小さい、、、不覚にも、このレンズをつけE-P2の写真を撮っておくのを忘れたので、このレンズがどんなにか小さいか伝わりにくいだろう。オリンパスの上記Webにある、ふつうの一眼レフカメラに付ける、同等の超広角ズームレンズの大きさと、本品の比較イラストを見れば一目瞭然だ。
まあ、なんつったって155gだからね! ニコンのフルサイズ用の同等のズームレンズを買おうとしたら680gあるから、もう天と地ほどの違い。しかもこれ、画質は相当によいです。
マイクロフォーサーズの9mmは35mm版のフルサイズ機に換算すると18mmの超広角。だだーーんと足摺岬の突端の風景を収めることができる。
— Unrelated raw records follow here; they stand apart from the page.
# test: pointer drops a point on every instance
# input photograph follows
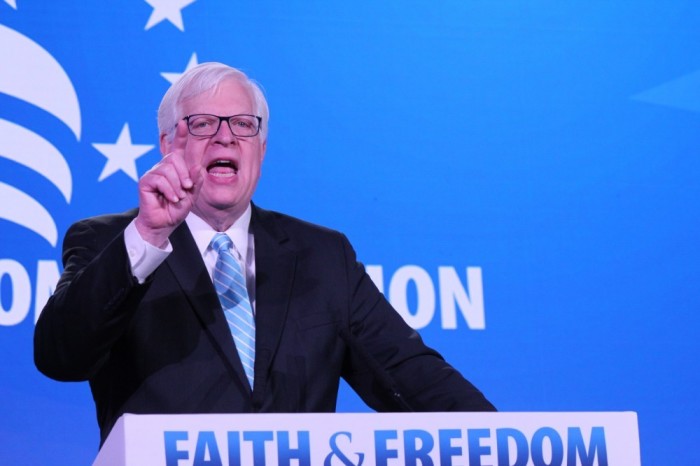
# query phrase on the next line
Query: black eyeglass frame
(228, 122)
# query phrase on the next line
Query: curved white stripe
(36, 153)
(31, 74)
(19, 208)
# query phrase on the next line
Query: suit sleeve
(388, 364)
(91, 306)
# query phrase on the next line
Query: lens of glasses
(207, 125)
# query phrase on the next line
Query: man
(137, 314)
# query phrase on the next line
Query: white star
(173, 77)
(167, 9)
(122, 155)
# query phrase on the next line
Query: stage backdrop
(521, 177)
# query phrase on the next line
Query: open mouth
(223, 167)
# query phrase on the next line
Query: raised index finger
(177, 150)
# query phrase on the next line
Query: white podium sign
(343, 439)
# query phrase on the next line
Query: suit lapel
(275, 264)
(187, 266)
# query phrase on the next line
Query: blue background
(552, 144)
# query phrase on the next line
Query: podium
(495, 439)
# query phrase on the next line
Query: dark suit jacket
(164, 346)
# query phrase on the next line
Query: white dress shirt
(145, 258)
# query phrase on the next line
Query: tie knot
(221, 241)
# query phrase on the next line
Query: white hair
(202, 78)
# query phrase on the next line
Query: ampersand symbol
(337, 452)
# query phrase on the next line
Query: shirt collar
(203, 233)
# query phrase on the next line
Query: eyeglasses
(206, 125)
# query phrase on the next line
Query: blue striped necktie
(229, 281)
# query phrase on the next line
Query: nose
(224, 135)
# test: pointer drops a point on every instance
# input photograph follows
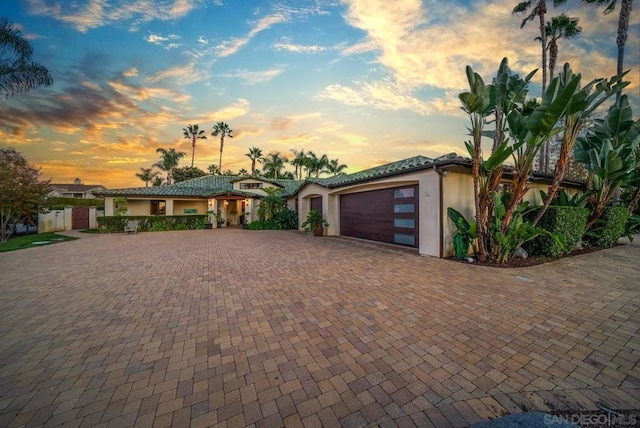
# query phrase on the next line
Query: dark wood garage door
(388, 215)
(316, 204)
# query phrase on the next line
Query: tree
(194, 133)
(582, 105)
(187, 173)
(18, 73)
(223, 130)
(538, 9)
(147, 175)
(335, 167)
(21, 192)
(298, 161)
(273, 164)
(255, 154)
(623, 27)
(560, 27)
(169, 159)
ふだんはニコンの24-70mmを使っているので、広角は24mmまでとなる。このレンズをつけたE-P2をぶら下げながら、広角で撮りたい時だけ構えて、シャッターを押す。お気づきかもしれないけど、オリンパスブルーと呼ばれる青空の深みのある青色も健在だ。
いやー いいねこれ! 迷わず買いでしょう。と思ってたら、先日のD700落下事件にみまわれたので、購入少し待ってね。
ただし、オリンパスに苦言をいいたい。それはボディのこと。ボディ性能がレンズ煮追いついていないような気がする。特にE-P1、E-P2。先頃でたE-PL1は使ってないのでわからないけど、、、
やっぱりフォーカスをもう少し何とかしないとダメだ。iPhoneのカメラやパナソニックのG2に搭載された、液晶パネルがタッチパネルになっていて、ピントを合わせたい位置をチョンとつつけば、フォーカスしてくれるというあのシステムが搭載されないと、機敏なAFができないよっ!
ということで、僕はマイクロ機もいいけれども、E-3後継機種に期待しています。これは買うつもりだしね、、、そのために一番好きな50mmマクロと50-200mmをまだ手放さずに持っているんだから。
久しぶりにカメラネタでした。実は宮崎でも強烈なカメラネタがあるので、時間を見て書きます。
おそらくカメラファンであれば絶対に気になっている「あのカメラ」がいま事務所に届いた。習慣アスキー誌の試用レポートページのネタとして、借りられるかどうかわからないけどいちおう希望を出しておこうと思ったら、なんなく借りれたというのである。
いやー 初めて使う○○カメラ。事務所の目の前でやっているので常食しているアジアンキッチンの弁当を撮るのもなんですが、、、
これから本格的に試用してきます。




しかし、覚悟はしていたけれども、ファイルがドデカい。JPEGで15MB、DNG形式のRAW画像がなんと54MB!!
でも、他のレビューをみるとRAW現像したほうが撮って出しのJPEGより画質がいいようなので、Lightroomの最新版で現像してシャープネスをかけて出している。こんな小さな画像では、このカメラの画質を伝えることはできないのだけれども、まあそれは週アス誌面で。
いったい何の話をしているのか、ワカラナイ人には全く分からないだろうけれども、カメラ好きなら察してくれるでしょう。そう、あの超弩級カメラを短期間だけれども借りている。
このデジタルカメラの元となった銀塩カメラは風景撮影をする人が愛するカメラだったので、自然光で撮影する人がほとんどだろう。ということで、ストロボを用いて料理を撮影したらどうなるのかを試すために木場のロジウラにて、ばんばん撮影をしてきた。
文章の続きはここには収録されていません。